Computer Networking: A Top-Down Approach Featuring the Internet Chapter 7 -- 6.4: RTP

6.4: RTP

In the previous section we learned that the sender side of a multimedia application appends header fields to the audio/video chunks before passing them to the transport layer. These header fields include sequence numbers and timestamps. Since most multimedia networking applications can make use of sequence numbers and timestamps, it is convenient to have a standardized packet structure that includes fields for audio/video data, sequence number, and timestamp, as well as other potentially useful fields. RTP, defined in RFC 1889, is such a standard. RTP can be used for transporting common formats such as PCM or GSM for sound and MPEG1 and MPEG2 for video. It can also be used for transporting proprietary sound and video formats.

In this section we provide a short introduction to RTP and to its companion protocol, RTCP. We also discuss the role of RTP in the H.323 standard for real-time interactive audio and video conferencing. The reader is encouraged to visit Henning Schulzrinne's RTP site [Schulzrinne 1999], which provides a wealth of information on the subject.

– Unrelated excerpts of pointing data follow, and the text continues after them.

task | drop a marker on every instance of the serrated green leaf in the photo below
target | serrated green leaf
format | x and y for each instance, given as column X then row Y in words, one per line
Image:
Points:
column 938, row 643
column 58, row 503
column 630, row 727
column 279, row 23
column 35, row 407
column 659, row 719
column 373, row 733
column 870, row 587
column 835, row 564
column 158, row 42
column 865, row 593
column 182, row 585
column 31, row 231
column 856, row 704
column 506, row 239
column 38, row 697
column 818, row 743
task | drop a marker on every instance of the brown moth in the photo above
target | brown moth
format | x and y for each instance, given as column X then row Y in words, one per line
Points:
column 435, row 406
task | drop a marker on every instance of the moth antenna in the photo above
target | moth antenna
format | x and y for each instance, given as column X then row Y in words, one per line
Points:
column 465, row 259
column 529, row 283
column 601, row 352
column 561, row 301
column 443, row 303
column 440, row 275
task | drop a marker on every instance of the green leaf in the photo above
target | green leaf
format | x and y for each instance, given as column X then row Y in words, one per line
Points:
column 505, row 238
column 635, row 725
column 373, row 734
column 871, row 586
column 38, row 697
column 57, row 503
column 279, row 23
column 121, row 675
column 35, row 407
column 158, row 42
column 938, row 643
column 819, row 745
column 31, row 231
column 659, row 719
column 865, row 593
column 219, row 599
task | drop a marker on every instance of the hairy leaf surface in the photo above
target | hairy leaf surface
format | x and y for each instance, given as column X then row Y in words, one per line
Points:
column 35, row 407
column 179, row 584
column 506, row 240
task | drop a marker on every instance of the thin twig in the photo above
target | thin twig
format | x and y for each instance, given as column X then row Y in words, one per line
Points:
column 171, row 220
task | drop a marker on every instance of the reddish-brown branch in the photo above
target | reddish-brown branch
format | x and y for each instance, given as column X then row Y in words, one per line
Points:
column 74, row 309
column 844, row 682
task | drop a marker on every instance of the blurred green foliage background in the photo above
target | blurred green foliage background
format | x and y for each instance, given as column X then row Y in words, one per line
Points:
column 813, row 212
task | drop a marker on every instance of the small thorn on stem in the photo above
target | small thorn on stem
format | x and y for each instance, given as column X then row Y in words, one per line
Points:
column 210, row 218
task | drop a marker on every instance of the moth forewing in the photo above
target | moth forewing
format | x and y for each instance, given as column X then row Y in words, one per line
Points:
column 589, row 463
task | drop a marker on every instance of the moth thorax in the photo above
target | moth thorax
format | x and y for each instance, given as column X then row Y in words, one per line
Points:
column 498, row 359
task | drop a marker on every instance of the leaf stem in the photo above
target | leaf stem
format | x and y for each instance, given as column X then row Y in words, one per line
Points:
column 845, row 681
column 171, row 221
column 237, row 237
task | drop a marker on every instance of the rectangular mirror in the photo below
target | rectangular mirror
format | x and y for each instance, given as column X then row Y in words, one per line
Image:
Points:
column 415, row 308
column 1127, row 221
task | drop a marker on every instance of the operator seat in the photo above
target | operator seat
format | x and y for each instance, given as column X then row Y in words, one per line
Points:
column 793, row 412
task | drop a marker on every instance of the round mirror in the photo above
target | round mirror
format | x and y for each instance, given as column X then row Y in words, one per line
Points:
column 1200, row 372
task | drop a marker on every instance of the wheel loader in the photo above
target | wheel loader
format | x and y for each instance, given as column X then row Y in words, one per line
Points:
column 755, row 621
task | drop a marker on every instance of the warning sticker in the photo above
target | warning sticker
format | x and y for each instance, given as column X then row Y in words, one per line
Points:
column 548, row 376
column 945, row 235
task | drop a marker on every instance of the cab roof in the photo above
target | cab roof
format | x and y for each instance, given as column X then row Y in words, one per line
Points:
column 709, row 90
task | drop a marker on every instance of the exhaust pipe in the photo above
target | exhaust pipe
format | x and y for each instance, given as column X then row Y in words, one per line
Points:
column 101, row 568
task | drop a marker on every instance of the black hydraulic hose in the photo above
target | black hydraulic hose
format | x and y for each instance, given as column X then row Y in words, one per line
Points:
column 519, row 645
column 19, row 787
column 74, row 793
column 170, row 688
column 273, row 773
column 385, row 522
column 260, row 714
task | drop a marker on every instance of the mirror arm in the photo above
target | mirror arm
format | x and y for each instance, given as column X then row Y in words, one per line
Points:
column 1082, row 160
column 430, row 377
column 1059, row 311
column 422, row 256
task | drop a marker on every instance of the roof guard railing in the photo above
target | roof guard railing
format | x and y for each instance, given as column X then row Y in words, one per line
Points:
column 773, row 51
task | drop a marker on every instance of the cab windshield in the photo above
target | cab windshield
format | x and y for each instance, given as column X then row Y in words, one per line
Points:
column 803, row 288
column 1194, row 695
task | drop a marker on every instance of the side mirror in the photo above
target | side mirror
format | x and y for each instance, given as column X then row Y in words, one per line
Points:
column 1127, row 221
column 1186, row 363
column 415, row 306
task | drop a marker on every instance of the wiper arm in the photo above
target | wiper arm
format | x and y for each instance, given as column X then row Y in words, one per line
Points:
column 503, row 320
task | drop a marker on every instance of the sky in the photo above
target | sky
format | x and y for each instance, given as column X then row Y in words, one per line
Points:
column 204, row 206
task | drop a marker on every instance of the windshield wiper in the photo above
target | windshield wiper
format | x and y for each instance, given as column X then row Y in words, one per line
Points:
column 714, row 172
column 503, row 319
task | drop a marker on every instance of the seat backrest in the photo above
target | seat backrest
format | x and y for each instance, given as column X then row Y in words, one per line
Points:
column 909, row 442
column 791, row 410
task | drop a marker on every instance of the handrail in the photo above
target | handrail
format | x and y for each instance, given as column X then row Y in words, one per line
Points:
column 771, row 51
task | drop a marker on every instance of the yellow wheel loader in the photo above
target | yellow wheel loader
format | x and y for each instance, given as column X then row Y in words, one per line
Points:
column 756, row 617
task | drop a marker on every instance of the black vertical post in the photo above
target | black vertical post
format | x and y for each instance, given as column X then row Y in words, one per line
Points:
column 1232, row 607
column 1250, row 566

Also, readers may want to visit the Free Phone site [Freephone 1999], which describes an Internet phone application that uses RTP.

6.4.1: RTP Basics

RTP typically runs on top of UDP. Specifically, chunks of audio or video data that are generated by the sending side of a multimedia application are encapsulated in RTP packets. Each RTP packet is in turn encapsulated in a UDP segment. Because RTP provides services (such as timestamps and sequence numbers) to the multimedia application, RTP can be viewed as a sublayer of the transport layer, as shown in Figure 6.9.

Figure 6.9: RTP can be viewed as a sublayer of the transport layer

From the application developer's perspective, however, RTP is not part of the transport layer but instead part of the application layer. This is because the developer must integrate RTP into the application. Specifically, for the sender side of the application, the developer must write application code that creates the RTP encapsulating packets. The application then sends the RTP packets into a UDP socket interface. Similarly, at the receiver side of the application, RTP packets enter the application through a UDP socket interface. The developer therefore must write code into the application that extracts the media chunks from the RTP packets. This is illustrated in Figure 6.10.

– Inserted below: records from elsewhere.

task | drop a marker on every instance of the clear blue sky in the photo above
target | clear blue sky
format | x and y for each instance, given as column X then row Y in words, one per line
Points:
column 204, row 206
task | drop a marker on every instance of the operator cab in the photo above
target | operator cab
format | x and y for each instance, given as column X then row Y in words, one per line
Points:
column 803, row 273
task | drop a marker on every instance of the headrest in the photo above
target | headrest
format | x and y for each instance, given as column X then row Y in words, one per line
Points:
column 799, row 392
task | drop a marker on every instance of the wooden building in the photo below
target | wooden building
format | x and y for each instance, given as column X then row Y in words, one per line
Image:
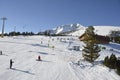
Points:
column 99, row 39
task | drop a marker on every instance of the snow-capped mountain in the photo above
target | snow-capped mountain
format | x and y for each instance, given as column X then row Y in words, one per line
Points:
column 65, row 29
column 77, row 29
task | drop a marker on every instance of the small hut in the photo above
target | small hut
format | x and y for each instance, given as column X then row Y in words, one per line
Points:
column 99, row 39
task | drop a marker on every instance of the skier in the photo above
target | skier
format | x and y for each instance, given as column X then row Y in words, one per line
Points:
column 39, row 59
column 0, row 52
column 11, row 62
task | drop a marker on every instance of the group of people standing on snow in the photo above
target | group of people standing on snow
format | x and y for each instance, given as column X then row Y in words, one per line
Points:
column 11, row 61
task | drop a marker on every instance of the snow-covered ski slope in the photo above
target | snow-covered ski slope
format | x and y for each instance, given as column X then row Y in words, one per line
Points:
column 58, row 63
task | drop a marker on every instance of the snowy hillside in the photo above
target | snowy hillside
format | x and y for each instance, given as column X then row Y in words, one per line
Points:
column 77, row 29
column 58, row 62
column 101, row 30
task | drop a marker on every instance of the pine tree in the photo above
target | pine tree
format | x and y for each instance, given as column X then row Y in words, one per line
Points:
column 91, row 49
column 106, row 60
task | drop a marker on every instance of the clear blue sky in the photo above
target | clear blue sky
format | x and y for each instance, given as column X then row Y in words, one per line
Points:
column 37, row 15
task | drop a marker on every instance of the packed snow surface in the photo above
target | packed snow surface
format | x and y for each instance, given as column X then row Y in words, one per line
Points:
column 59, row 60
column 77, row 29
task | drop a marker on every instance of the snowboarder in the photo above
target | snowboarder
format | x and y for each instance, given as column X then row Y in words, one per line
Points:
column 11, row 62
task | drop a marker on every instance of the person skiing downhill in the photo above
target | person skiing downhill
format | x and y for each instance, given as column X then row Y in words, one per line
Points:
column 39, row 59
column 11, row 62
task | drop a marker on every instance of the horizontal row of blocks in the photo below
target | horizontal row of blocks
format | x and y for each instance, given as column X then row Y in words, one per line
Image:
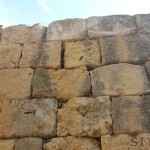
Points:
column 79, row 117
column 120, row 142
column 134, row 49
column 63, row 84
column 77, row 29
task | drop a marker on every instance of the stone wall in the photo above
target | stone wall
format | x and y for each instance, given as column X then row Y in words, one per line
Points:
column 79, row 84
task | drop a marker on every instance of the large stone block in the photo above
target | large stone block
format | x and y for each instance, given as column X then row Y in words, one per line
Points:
column 34, row 118
column 66, row 30
column 119, row 79
column 132, row 49
column 72, row 143
column 22, row 34
column 15, row 83
column 126, row 142
column 143, row 22
column 47, row 56
column 82, row 53
column 7, row 144
column 130, row 114
column 29, row 144
column 110, row 26
column 62, row 84
column 10, row 55
column 84, row 116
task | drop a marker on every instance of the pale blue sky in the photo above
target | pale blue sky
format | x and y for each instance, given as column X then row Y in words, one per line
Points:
column 13, row 12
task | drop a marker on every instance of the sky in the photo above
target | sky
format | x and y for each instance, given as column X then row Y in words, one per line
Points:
column 29, row 12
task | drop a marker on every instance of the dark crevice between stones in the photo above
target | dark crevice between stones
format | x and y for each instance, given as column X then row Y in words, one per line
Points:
column 62, row 56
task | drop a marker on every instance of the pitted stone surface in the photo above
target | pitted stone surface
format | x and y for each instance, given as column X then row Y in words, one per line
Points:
column 15, row 83
column 66, row 30
column 36, row 55
column 129, row 49
column 130, row 114
column 21, row 34
column 7, row 144
column 10, row 55
column 119, row 79
column 84, row 116
column 24, row 118
column 29, row 144
column 72, row 143
column 82, row 53
column 110, row 26
column 62, row 84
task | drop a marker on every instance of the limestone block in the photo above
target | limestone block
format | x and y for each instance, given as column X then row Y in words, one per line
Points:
column 72, row 143
column 7, row 144
column 34, row 118
column 119, row 79
column 47, row 56
column 130, row 114
column 62, row 84
column 143, row 22
column 29, row 144
column 22, row 34
column 132, row 49
column 110, row 26
column 10, row 55
column 66, row 30
column 82, row 53
column 84, row 116
column 126, row 142
column 15, row 83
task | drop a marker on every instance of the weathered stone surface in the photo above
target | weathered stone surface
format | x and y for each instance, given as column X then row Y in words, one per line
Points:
column 132, row 49
column 110, row 26
column 22, row 34
column 72, row 143
column 34, row 118
column 84, row 116
column 82, row 53
column 29, row 144
column 143, row 22
column 126, row 142
column 10, row 55
column 130, row 114
column 147, row 67
column 66, row 30
column 62, row 84
column 15, row 83
column 7, row 144
column 119, row 79
column 46, row 56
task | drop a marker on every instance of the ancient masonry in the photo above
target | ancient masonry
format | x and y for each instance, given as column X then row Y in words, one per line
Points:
column 80, row 84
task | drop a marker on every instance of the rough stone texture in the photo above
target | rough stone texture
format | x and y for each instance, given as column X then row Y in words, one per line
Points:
column 7, row 144
column 84, row 116
column 110, row 26
column 147, row 67
column 132, row 49
column 15, row 83
column 66, row 30
column 119, row 79
column 10, row 55
column 126, row 142
column 29, row 144
column 34, row 118
column 82, row 53
column 130, row 114
column 46, row 56
column 22, row 34
column 143, row 22
column 72, row 143
column 62, row 84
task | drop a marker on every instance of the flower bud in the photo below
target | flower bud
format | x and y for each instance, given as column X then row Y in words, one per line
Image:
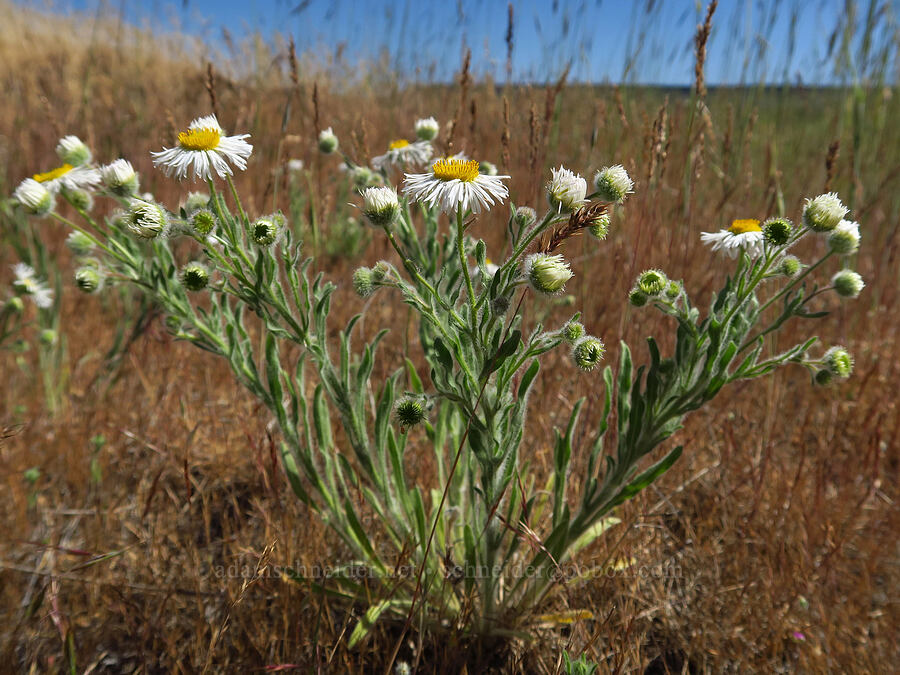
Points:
column 120, row 178
column 588, row 352
column 547, row 273
column 789, row 266
column 328, row 142
column 599, row 227
column 34, row 197
column 613, row 183
column 652, row 282
column 847, row 283
column 203, row 222
column 427, row 129
column 146, row 220
column 777, row 231
column 79, row 243
column 381, row 206
column 572, row 331
column 637, row 297
column 72, row 150
column 525, row 216
column 409, row 411
column 566, row 190
column 363, row 282
column 823, row 213
column 838, row 362
column 194, row 276
column 844, row 239
column 88, row 279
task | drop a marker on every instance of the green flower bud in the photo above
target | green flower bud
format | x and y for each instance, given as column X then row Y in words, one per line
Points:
column 637, row 297
column 409, row 411
column 203, row 222
column 547, row 273
column 790, row 266
column 600, row 226
column 847, row 283
column 572, row 331
column 838, row 362
column 613, row 183
column 588, row 352
column 363, row 282
column 777, row 231
column 652, row 282
column 194, row 276
column 88, row 279
column 823, row 213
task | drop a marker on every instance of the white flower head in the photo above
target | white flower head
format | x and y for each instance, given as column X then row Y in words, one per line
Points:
column 456, row 185
column 547, row 273
column 613, row 183
column 34, row 197
column 328, row 142
column 824, row 213
column 566, row 190
column 205, row 149
column 427, row 129
column 119, row 177
column 744, row 233
column 72, row 150
column 380, row 205
column 401, row 153
column 27, row 283
column 68, row 177
column 844, row 239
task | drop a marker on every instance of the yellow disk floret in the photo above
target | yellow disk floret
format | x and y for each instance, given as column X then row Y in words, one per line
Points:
column 456, row 169
column 52, row 175
column 744, row 225
column 199, row 139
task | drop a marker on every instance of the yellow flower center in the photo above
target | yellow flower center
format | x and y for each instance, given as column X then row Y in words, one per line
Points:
column 51, row 175
column 744, row 225
column 456, row 169
column 199, row 139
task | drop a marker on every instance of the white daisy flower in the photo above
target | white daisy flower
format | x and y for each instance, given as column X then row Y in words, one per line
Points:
column 744, row 233
column 26, row 282
column 566, row 190
column 69, row 177
column 402, row 153
column 205, row 148
column 455, row 184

Figure 6.10: From a developer's perspective, RTP is part of the application layer

As an example, consider the use of RTP to transport voice. Suppose the voice source is PCM encoded (that is, sampled, quantized, and digitized) at 64 Kbps. Further suppose that the application collects the encoded data in 20 msec chunks, that is, 160 bytes in a chunk. The application precedes each chunk of the audio data with an RTP header that includes the type of audio encoding, a sequence number, and a timestamp. The audio chunk along with the RTP header form the RTP packet. The RTP packet is then sent into the UDP socket interface. At the receiver side, the application receives the RTP packet from its socket interface. The application extracts the audio chunk from the RTP packet, and uses the header fields of the RTP packet to properly decode and playback the audio chunk.

If an application incorporates RTP--instead of a proprietary scheme to provide payload type, sequence numbers, or timestamps--then the application will more easily interoperate with other networked multimedia applications. For example, if two different companies develop Internet phone software and they both incorporate RTP into their product, there may be some hope that a user using one of the Internet phone products will be able to communicate with a user using the other Internet phone product. At the end of this section we'll see that RTP has been incorporated into an important part of an Internet telephony standard.

It should be emphasized that RTP in itself does not provide any mechanism to ensure timely delivery of data or provide other quality of service guarantees; it does not even guarantee delivery of packets or prevent out-of-order delivery of packets. Indeed, RTP encapsulation is only seen at the end systems. Routers do not distinguish between IP datagrams that carry RTP packets and IP datagrams that don't.

RTP allows each source (for example, a camera or a microphone) to be assigned its own independent RTP stream of packets. For example, for a videoconference between two participants, four RTP streams could be opened--two streams for transmitting the audio (one in each direction) and two streams for the video (again, one in each direction). However, many popular encoding techniques--including MPEG1 and MPEG2--bundle the audio and video into a single stream during the encoding process. When the audio and video are bundled by the encoder, then only one RTP stream is generated in each direction.

RTP packets are not limited to unicast applications. They can also be sent over one-to-many and many-to-many multicast trees. For a many-to-many multicast session, all of the session's senders and sources typically use the same multicast group for sending their RTP streams. RTP multicast streams belonging together, such as audio and video streams emanating from multiple senders in a videoconference application, belong to an RTP session.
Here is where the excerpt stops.